Drift Detection in Data Stream Classification without Fully Labelled Instances
Sprache des Titels:
Proceedings of the IEEE Evolving and Adaptive Intelligent Systems Conference
Drift detection is an important issue in classification-based stream mining in order to be able to inform the operators in case of unintended changes in the system. Usually, current detection approaches rely on the assumption to have fully supervised labeled streams available, which is often a quite unrealistic scenario in on-line real-world applications.
We propose two ways to improve economy and applicability of drift detection: 1.) a semi-supervised approach employing single-pass active learning filters
for selecting the most interesting samples for supervising the performance of classifiers and 2.) a fully unsupervised approach based on the overlap degree of classifier's output certainty distributions.

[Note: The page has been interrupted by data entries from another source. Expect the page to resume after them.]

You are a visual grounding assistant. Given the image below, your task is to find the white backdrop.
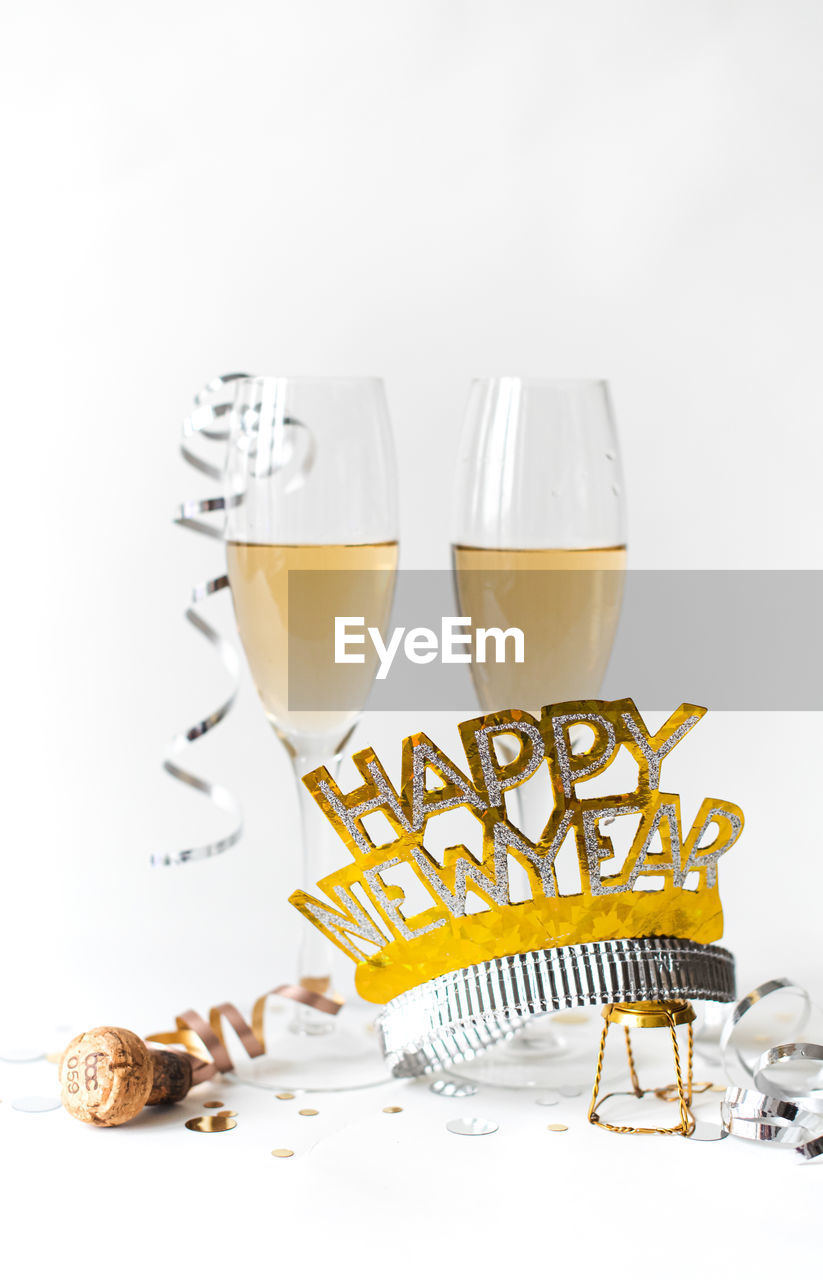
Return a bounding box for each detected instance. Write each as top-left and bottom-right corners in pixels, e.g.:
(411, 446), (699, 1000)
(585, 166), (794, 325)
(0, 0), (823, 1032)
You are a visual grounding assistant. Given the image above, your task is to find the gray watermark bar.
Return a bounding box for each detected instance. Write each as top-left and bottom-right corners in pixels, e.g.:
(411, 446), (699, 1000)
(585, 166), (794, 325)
(288, 568), (823, 712)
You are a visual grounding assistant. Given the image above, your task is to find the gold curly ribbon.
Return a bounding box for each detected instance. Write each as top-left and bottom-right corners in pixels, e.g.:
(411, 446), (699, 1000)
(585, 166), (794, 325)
(145, 983), (343, 1084)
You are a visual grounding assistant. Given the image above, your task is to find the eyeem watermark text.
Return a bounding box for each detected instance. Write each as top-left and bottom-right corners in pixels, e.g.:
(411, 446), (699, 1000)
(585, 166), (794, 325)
(334, 617), (526, 680)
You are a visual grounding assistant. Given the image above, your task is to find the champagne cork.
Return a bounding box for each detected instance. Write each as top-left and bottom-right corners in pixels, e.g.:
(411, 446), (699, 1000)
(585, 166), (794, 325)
(60, 1027), (192, 1126)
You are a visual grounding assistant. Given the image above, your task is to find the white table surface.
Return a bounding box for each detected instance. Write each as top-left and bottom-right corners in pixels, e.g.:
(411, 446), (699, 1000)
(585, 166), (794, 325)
(0, 1013), (823, 1277)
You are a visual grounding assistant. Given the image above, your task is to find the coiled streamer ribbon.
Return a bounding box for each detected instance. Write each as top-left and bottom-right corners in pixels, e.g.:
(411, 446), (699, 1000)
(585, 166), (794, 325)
(721, 978), (823, 1160)
(145, 983), (343, 1084)
(151, 374), (248, 867)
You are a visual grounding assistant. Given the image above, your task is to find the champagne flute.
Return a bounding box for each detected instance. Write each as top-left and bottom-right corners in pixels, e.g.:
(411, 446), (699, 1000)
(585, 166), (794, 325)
(453, 378), (626, 1087)
(225, 378), (398, 1091)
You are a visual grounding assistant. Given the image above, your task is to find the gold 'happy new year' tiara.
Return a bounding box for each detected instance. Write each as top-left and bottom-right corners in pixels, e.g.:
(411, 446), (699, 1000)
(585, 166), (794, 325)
(291, 698), (744, 1002)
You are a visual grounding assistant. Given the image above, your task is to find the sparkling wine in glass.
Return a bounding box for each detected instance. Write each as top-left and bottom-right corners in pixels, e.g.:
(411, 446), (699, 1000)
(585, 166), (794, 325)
(225, 378), (398, 1089)
(453, 378), (626, 1087)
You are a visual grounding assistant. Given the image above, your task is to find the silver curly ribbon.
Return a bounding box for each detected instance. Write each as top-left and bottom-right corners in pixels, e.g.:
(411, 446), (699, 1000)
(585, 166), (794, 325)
(719, 978), (823, 1160)
(151, 374), (250, 867)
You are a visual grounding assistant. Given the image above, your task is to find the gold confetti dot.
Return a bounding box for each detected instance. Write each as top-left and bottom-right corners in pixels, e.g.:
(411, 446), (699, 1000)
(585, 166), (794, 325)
(186, 1116), (237, 1133)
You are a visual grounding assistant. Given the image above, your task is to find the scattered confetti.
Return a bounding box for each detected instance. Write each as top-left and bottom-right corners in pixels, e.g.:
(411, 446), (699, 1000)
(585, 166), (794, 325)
(429, 1080), (477, 1098)
(186, 1116), (237, 1133)
(445, 1116), (500, 1138)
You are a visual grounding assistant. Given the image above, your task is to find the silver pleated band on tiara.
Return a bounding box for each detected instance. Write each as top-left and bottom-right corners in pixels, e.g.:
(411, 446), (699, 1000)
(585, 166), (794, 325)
(376, 938), (735, 1076)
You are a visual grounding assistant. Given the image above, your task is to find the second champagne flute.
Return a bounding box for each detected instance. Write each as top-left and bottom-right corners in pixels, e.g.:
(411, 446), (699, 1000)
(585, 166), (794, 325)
(225, 378), (397, 1091)
(453, 378), (626, 1088)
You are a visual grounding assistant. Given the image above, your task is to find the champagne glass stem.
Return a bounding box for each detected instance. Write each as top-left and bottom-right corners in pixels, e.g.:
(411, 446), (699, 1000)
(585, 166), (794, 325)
(289, 751), (340, 1036)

Both variants rely on a modified version of the Page-Hinkley test, where a fading factor is introduced to outweigh older samples, making it more flexible to detect successive drift occurrences in a stream. The approaches are compared with the fully supervised variant (SoA) on two real-world on-line applications: the semi-supervised approach is able to
detect three real-occurring drifts in these streams with an even lower than resp. the same delay as the supervised variant of about 200 (versus 300) resp. 70 samples, and this by requiring only 20% labelled samples.